When I was in high school one of my close friends was in a
terrible motorcycle accident. Jason was young, a member of the stage crew for my theatrical production of No Exit and was in my communications class. He was a bit of an "outsider" at school, just like me- not a preppy nor a jock. But he had lots of friends and was pretty happy go lucky.
The motorcycle accident happened on the way to Westfield, on the old two lane highway. His motorcycle (which he had begged his parents for since he turned 16) was a bit much for someone of his slight frame. Too big, too powerful- and one spring night on a dewy road he lost control and slid into an oncoming 18-wheeler.
Jason's best friend- riding as a passenger, was decapitated and killed instantly. Jason lie on the highway, conscious, his left arm and leg crushed and mangled beyond repair.
Driving home and coming upon the horrific accident minutes later was Jason's mother, a nurse at the regional hospital. Stopping to give aid, she had no idea she would find her own son- weeping and screaming, staring in stark horror at his friend's head lying two feet in front of him, unable to get away nor look away.
Jason survived the accident and I visited him the hospital as he was slowly and painfully healing. He was in constant pain for the first month and sometimes delirious from his pain killers. But he would often joke in the dark, dramatic manner of teens of the day.
"This hospital is great, but it costs an arm and a leg!"
Weeks later we were informed that Jason had died of complications from his injuries. People closer to his family told some of us the horrible truth. Unable to bear the pain and unwilling to face adapting to life without his left limbs, Jason tied a sheet around his bedpost and hung himself by rolling out of his hospital bed.
Jason's parents were mortified. Their house became a shrine to their youngest son, who had died on the motorcycle they had given to him. They never forgave themselves and their marriage faded away- and they became emotionally distant to their elder son, Eric, who had returned from university to be a grip for local production companies and the CBC.
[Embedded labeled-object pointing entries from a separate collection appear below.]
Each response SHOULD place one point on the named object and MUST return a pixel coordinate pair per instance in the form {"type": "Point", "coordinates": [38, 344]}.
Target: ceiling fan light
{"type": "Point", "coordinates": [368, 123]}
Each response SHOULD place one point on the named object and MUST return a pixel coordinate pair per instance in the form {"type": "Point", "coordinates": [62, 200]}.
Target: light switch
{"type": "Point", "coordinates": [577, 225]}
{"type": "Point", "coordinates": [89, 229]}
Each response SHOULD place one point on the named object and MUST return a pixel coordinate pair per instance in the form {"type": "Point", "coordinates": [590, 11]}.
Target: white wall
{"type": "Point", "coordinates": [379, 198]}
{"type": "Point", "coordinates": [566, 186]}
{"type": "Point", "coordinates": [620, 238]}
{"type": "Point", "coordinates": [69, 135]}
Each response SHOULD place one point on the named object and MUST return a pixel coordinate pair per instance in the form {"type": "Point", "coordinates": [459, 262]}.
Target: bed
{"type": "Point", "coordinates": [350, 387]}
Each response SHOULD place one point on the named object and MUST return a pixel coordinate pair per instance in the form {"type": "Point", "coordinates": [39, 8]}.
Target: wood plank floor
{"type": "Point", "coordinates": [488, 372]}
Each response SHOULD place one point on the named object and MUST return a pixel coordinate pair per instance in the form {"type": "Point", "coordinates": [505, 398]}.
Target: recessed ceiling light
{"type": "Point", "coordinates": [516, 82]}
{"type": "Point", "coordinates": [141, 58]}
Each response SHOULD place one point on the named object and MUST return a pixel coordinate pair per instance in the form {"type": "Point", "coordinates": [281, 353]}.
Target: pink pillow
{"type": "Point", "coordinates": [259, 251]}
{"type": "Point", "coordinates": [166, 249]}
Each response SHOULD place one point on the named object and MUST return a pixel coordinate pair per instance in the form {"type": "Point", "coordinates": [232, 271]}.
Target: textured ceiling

I met Eric years after high school through my friends in the local theater. He was just like us, in his early twenties, still reading comic books and living in the artsy South End of the city. He maybe drank too much, but that was a common complaint of young people in the Maritimes. Eric seemed distant sometimes, and as I got to know him better, a bit manic. I had not made the connection between the two brothers yet.
One labour day our group of friends was invited to a house warming party for Eric and his girlfriend. In retrospect, I guess, no one went. Two weeks later we all had received late night calls or voice mails from Eric. And the next day we were told, he too had taken his life.
Buried next to his brother, his parents had treated him as a painful reminder of the departed son, and he withered into a shadow of himself. Unable to get the attention he needed, he choose to die, too, to earn the endless love of his mourning parents; to get his share.